Ce groupe, qui peut paraître atypique, illustre la polarisation – que l’on peine parfois à déceler dans les intentions de vote mais que l’on ressent bien sur le terrain – autour des candidats portant cette volonté de renouveler profondément le cadre politique dans le rejet des partis constitués… C’est sans doute ce groupe d’électeurs qui déterminera dans les semaines qui viennent celui qui sera en tête de Marine Le Pen ou d’Emmanuel Macron, et pèsera certainement également dans la dynamique de second tour.
– À droite, les choses paraissent encore pouvoir bouger, mais on note des dynamiques intéressantes : d’abord, le socle de François Fillon résiste, et augmente même un peu (13%, +2). Ensuite, un groupe d’indécis Marine Le Pen/François Fillon semble désormais constitué, ce qui n’était pas le cas lors de nos précédentes mesures. Il semble s’agir essentiellement d’électeurs très fortement tentés ou ayant basculé vers Marine Le Pen, mais qui peuvent envisager de revenir vers François Fillon à la faveur de sa stratégie de droitisation et de l’éloignement des affaires. On note d’ailleurs que le socle dur de Marine Le Pen, tout en restant fort, est le seul à s’affaisser (16% contre 19%), pris sous la double concurrence idéologique de François Fillon et anti-système d’Emmanuel Macron… Autrement dit : non seulement François Fillon semble parvenir à freiner les bascules des électeurs de droite vers le Front national, mais il ne semble plus impossible qu’il parvienne même à enclencher une pompe inverse : arracher, ou du moins faire hésiter, une frange d’électeurs qui avaient basculé vers le Front national.
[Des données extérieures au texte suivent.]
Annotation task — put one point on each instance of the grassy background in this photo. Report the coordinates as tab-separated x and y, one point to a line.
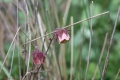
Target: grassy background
57	14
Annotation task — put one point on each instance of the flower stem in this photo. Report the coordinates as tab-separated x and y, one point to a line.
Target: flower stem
51	39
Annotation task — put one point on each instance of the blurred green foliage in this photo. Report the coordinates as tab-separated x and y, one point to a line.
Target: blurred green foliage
80	9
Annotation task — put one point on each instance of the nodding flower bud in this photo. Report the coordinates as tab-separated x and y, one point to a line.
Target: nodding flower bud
38	56
62	35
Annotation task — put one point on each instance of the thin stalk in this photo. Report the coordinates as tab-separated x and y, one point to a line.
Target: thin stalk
69	26
18	44
90	42
117	75
72	49
110	44
101	55
12	61
9	49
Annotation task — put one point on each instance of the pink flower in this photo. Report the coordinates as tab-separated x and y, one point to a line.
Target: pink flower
38	56
62	35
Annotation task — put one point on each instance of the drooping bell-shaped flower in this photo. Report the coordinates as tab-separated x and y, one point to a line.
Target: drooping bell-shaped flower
38	56
62	35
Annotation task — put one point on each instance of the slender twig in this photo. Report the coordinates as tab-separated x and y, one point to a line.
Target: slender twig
69	26
101	55
117	74
90	42
55	13
41	29
110	44
12	60
66	11
72	48
18	43
9	49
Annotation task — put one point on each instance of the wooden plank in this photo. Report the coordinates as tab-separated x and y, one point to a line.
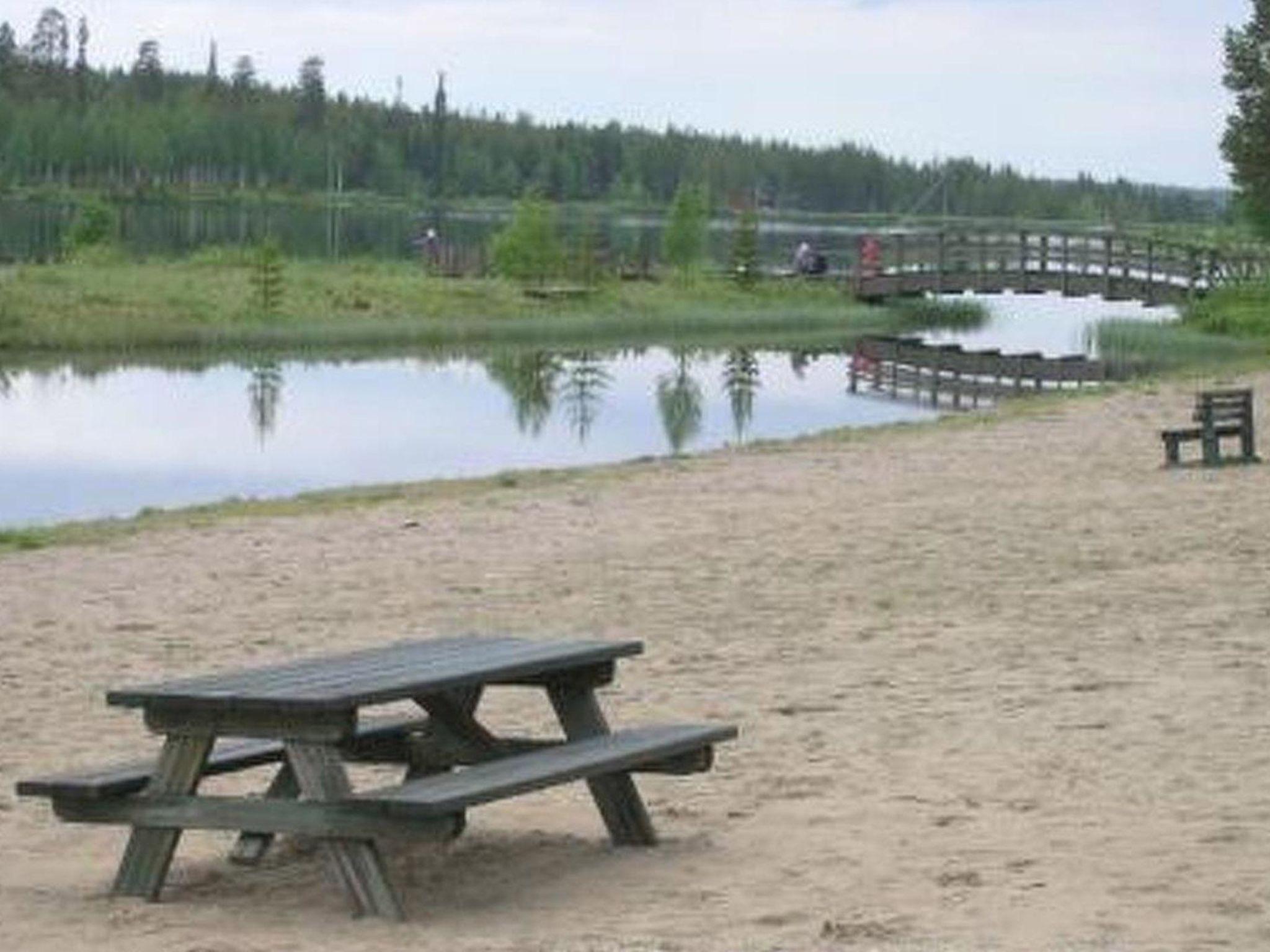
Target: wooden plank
595	757
305	818
378	741
615	795
254	842
375	676
149	852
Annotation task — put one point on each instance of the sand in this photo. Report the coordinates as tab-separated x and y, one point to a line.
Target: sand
1000	685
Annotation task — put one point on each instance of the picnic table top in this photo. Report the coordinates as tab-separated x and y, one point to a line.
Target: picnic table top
375	676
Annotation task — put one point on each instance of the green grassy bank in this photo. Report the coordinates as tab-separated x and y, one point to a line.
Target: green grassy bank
211	300
1227	329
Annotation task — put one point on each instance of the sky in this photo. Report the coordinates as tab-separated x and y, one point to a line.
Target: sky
1114	88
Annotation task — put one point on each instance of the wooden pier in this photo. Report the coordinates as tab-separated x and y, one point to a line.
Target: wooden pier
945	375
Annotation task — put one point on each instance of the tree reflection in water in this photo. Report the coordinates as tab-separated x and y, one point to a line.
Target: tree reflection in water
741	382
678	399
265	392
530	380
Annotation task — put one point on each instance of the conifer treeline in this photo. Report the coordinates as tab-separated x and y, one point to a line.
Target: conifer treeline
64	121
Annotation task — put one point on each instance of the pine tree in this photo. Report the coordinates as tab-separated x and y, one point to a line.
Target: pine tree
745	248
148	71
82	63
50	42
8	55
311	94
685	238
1246	144
214	71
243	82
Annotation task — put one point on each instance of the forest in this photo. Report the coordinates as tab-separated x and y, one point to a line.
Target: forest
68	122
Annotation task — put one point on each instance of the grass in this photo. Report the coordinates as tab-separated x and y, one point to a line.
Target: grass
107	302
1135	348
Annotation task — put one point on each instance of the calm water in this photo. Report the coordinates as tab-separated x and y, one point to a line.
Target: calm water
81	447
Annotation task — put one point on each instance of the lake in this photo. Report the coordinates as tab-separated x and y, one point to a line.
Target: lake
76	446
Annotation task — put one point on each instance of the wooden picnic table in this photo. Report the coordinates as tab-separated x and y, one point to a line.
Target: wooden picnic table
305	716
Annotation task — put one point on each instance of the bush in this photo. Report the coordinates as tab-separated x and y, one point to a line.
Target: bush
528	248
1238	310
94	225
267	277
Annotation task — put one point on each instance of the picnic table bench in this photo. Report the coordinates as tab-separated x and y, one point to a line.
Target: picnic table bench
305	718
1220	413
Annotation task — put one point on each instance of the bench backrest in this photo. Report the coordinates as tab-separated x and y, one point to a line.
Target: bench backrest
1223	405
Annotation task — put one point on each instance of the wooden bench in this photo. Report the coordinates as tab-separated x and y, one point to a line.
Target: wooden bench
437	801
1220	413
305	718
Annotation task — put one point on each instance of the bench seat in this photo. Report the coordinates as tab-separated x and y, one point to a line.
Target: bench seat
621	752
378	738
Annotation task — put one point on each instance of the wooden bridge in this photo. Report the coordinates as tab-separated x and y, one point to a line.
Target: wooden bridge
1117	267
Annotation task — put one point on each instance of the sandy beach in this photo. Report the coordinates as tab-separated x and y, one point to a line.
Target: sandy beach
1000	685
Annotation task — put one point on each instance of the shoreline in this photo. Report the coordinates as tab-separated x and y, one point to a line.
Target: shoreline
996	690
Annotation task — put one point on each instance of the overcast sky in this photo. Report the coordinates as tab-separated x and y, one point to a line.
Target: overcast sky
1052	87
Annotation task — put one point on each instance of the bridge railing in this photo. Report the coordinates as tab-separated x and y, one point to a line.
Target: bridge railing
991	260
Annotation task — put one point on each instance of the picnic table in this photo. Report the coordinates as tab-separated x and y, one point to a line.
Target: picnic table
305	718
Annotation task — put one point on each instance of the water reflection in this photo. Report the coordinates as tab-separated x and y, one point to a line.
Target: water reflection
530	380
94	437
678	403
741	382
265	394
582	392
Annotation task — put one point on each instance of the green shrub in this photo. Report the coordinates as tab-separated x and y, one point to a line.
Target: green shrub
1238	310
95	224
685	238
267	277
528	248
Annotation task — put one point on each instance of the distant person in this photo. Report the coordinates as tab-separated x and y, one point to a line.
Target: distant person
431	247
808	260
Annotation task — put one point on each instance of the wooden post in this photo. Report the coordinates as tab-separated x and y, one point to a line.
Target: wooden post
1023	260
1067	271
1106	267
984	260
940	262
900	263
1151	273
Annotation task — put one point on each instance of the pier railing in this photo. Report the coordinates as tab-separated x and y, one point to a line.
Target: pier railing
1117	267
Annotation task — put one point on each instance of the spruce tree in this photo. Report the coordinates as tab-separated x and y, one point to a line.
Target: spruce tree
685	239
1246	144
148	71
311	94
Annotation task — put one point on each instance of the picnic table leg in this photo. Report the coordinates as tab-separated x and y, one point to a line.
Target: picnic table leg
356	862
252	845
150	850
453	714
615	795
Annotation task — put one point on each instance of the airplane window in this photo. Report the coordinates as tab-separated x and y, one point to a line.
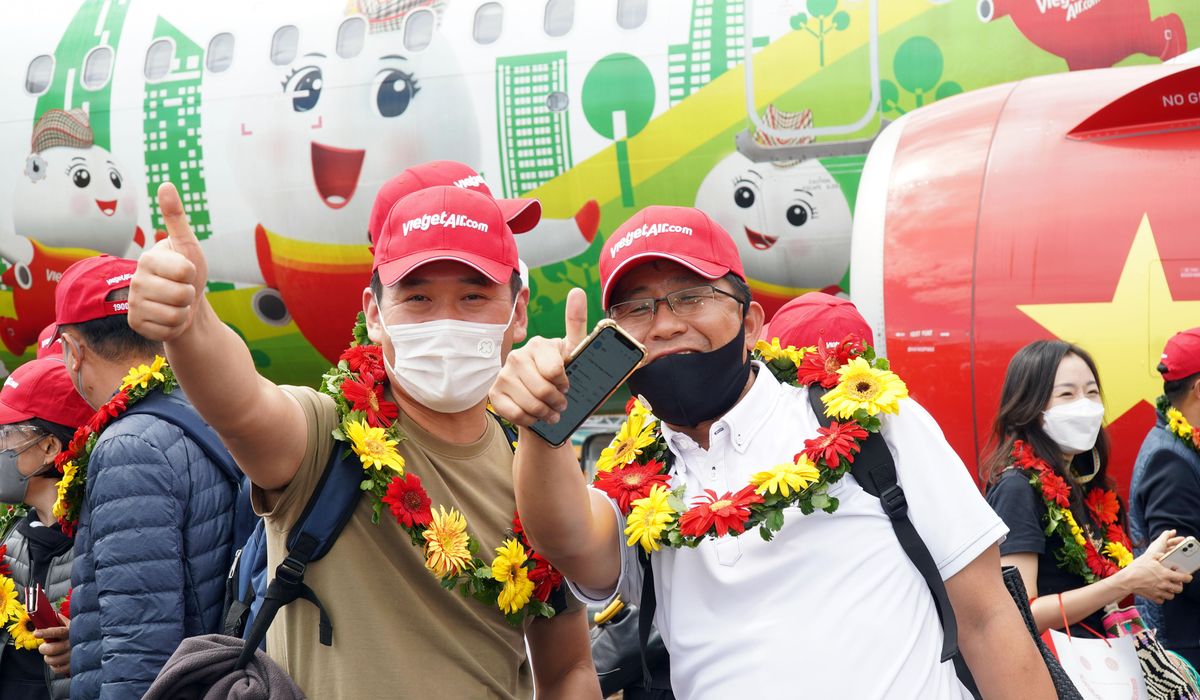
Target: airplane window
419	30
351	36
283	45
97	67
159	59
220	54
630	13
489	21
37	77
559	17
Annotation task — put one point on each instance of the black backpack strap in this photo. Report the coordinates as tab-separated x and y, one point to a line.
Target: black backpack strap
876	472
328	512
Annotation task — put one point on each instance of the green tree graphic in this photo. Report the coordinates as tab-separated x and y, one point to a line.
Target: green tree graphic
619	90
917	66
827	19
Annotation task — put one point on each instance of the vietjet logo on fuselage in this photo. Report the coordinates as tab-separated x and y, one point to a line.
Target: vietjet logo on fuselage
646	231
445	220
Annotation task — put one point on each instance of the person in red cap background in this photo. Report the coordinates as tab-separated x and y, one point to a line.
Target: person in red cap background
443	309
155	531
1164	492
817	317
735	610
39	413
Les intentions de vote bougent peu mais les mouvements et structures sous-jacents manifestement davantage… Il y a une logique à ce que les réponses des électeurs sur des probabilités de vote, qui leur laissent un choix plus large, fassent mieux apparaître ces mouvements que les intentions de vote, qui par construction forcent un peu les choix alors même que les électeurs sont encore très indécis et que leur choix ne s’est pas cristallisé. Nous continuerons à rendre compte de nos observations réalisés avec cet outil exclusif et innovant jusqu’au vote.